Somut İşlemler Dönemi (7-11) yaş arasını kapsar. Bu yaş aralığında çocuk korunumu anlamaya başlar, gelecek ve geçmiş kavramlarını daha az kafa karıştırıcı bulur. Adım adım yapılan işlemleri geri almayı yani bu adımları geriden yapmayı öğrenir. Daha sofistike ve yaratıcı sınıflandırmalar yapabilir. Deyim ve mecaz gibi soyut kavramlar ise tam kavranamadığından dolayı kelimenin gerçek manası ile karıştırılır. “Burnu havada olmak” ya da “küçük görmek” deyimlerini literal anlamda düşünür. (Özdemir ve diğerleri, 2012)
Soyut İşlemler Dönemi 11 yaşlarında başlayıp yetişkinlik boyunca devam eder. Bu evrede çocuk varsayımsal düşünmeyi öğrenir. Senaryonun tamamen gerçekliğe tam uymak zorunda olmadığının farkındadır ve buna göre çıkarımlar yapabilir. Bu çıkarım kabiliyeti matematikte denklem çözerken veya edebiyatta metaforları ve yazarın ne anlatmak istediğini anlamaya çalışırken kullanılır. Soyut problemlere gerçekçi ve sistematik çözümler getirirler. Varsayımsal düşünmeyle beraber bir konuya kendi bakış açıları dışındaki perspektiflerden bakmayı öğrenirler; kişilik, sosyal sorunlar ve adalet gibi kavramlar üzerine fikir üretirler. İşlem Öncesi Dönemdeki çocuklar gibi ergenler de benmerkezci bakış açısına sahiptir fakat ondan farklı olarak bir ergen başkalarının farklı fikirlere sahip olduğunun farkındadır; ama kendi düşüncelerine ve hislerine fazla odaklı olduğu için başkalarının da kendisi hakkında aynı şeyleri düşündüğünü ve biricik olduğunu zanneder. Hayali bir izleyici kitlesinin (Elkind, 1988) kendisini izlediğini hissettiğinden dolayı anksiyete ve özgüvensizlik gibi durumlar ergenlikte daha yoğun yaşanabilir.

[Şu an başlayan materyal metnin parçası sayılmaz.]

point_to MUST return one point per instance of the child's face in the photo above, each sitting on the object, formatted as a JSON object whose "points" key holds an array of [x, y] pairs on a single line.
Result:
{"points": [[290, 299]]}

Bilişsel Gelişim Kuramı Eleştirileri

Çalışmalar bebeklerin Piaget’nin belirlediği yaş aralığından daha hızlı öğrendiğini ve kapasitelerinin daha gelişmiş olduğunu göstermiştir (Bauer, Larkina, & Deocampo, 2011; Spelke & Newport, 1998). Korunum, nesne devamlılığı ve perspektif ayırt etme gibi kazanımların daha erken öğrenildiğini gösteren çalışmalar vardır (Babakr, Mohamedamin, and Kakamad 517). Ayrıca çocukların gelişim dönemlerine birbirinden oldukça farklı yaşlarda girip tamamlamayabildiği görülebilir (Yüksel, 2015). Bunlara rağmen Jean Piaget’nin eğitim psikolojisine ve çocuk gelişimi alanına katkıları onu yüzyılının en önemli psikologlarından biri yapmaktadır.
Kaynakça
Green, Michael, and John A. Piel. Theories of Human Development: A Comparative Approach. Routledge, 2016.
Flavell, J.H. Cognitive Development. Englewood Cliffs, N.J: Prentice Hall, 1985.
Yüksel, G. (Çev.Ed.) Yaşam boyu gelişim (13.Basımdan çeviri). Ankara:Nobel, 2015.